Each node in the tree represents a decision based on the value of a single feature, and the tree is grown by iteratively splitting the data into smaller and smaller subsets based on these decisions. It repeats this process until it finds the best variable to split the data at a given level of a tree, and repeats it at each level until the stopping criterion is met.

The function reduces the features to a random subset that can be considered at each split point. The algorithm can force each decision tree in the forest to be very different to improve prediction accuracy.

Consider the following points:
  • All input features are numeric. Convert the categorical columns to numerical columns as preprocessing step.
  • For classification, class labels (ResponseColumn values) can only be integers. A maximum of 500 classes is supported for classification.
  • Any observation with a missing value in an input column is skipped and not used for training. You can use the TD_SimpleImpute function to assign missing values.
TD_DecisionForest has several parameters that can be tuned to optimize performance, including the number of trees, the maximum depth of each tree, and the minimum number of samples required to split a node. The trees are constructed in parallel by all the AMPs, which have a non-empty partition of data.
  • When you specify the NumTrees value, the number of trees built by the function is adjusted as:
    Number_of_trees = Num_AMPs_with_data * (NumTrees/Num_AMPs_with_data)
  • For Num_AMPs_with_data value, use the SQL command SELECT HASHAMP()+1;.
  • When you do not specify the NumTrees value, the number of trees built by an AMP is calculated as:
    Number_of_AMP_trees = CoverageFactor * Num_Rows_AMP / TreeSize

    The number of trees built by the function is the sum of Number_of_AMP_trees.

    When a data set is small, best practice is to distribute the data to one AMP. To do this, create an identifier column as a primary index, and use the same value for each row.
  • The TreeSize value determines the sample size used to build a tree in the forest and depends on the memory available to the AMP. By default, this value is computed internally by the function. The function reserves approximately 40% of its available memory to store the input sample, while the rest is used to build the tree.
Processing time is controlled by the number of trees, and complexity of the trees. For example, changing CoverageFactor from 1.0 to 2.0 doubles the number of trees and increases processing time of the query.
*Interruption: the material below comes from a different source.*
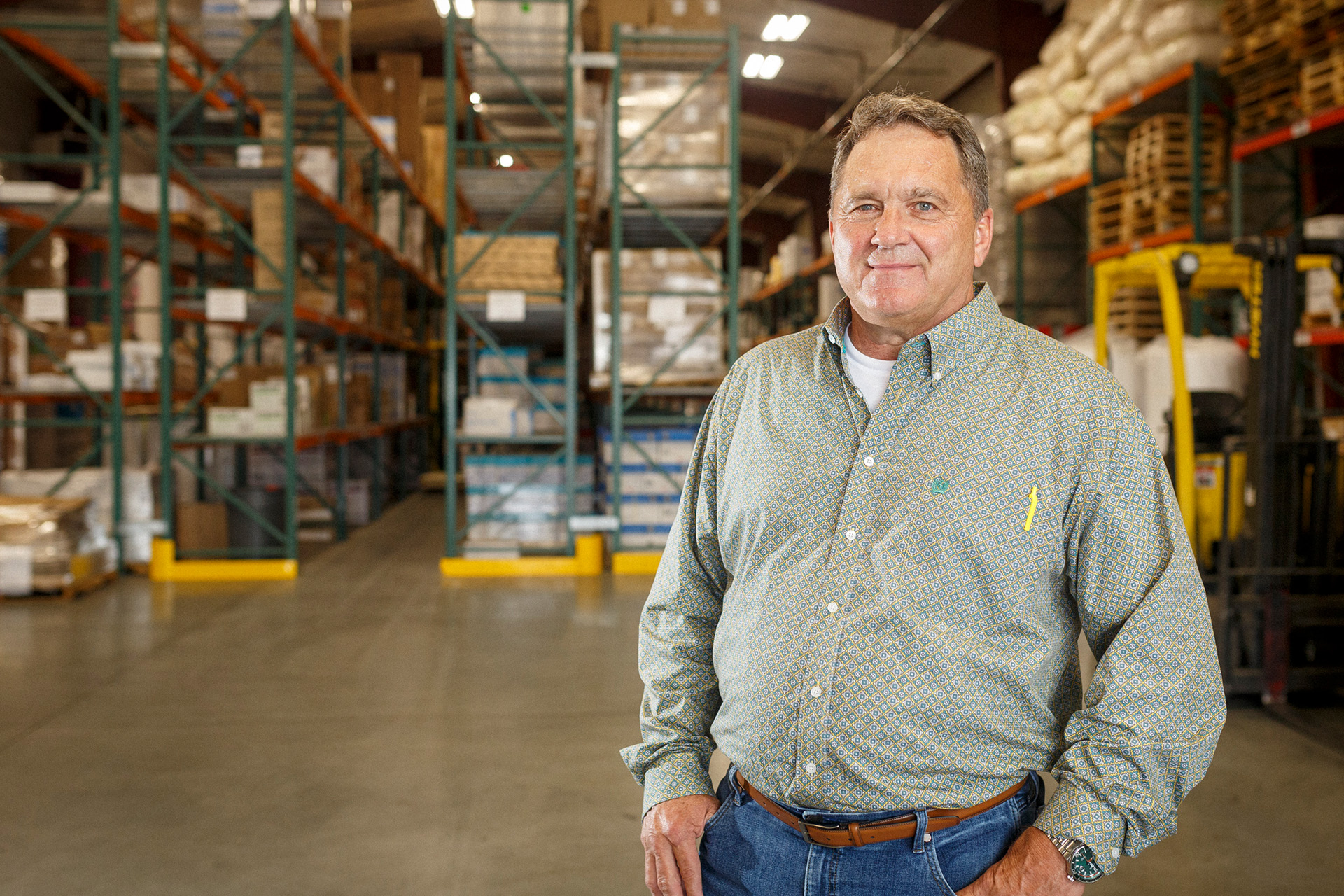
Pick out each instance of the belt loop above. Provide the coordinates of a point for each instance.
(921, 830)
The function uses a training dataset to create a predictive model. The TD_DecisionForestPredict function uses the model created by the TD_DecisionForest function for making predictions. See TD_DecisionForestPredict.

The following is an example of how to use TD_DecisionForest:
  1. Convert the categorical columns to numerical columns.
  2. Determine the parameters to use with the function, such as tree depth, model type, and number of trees.
  3. Use TD_DecisionForest on a training dataset to create a predictive model.
  4. Use TD_DecisionForestPredict function on the model created by the TD_DecisionForest function to make predictions.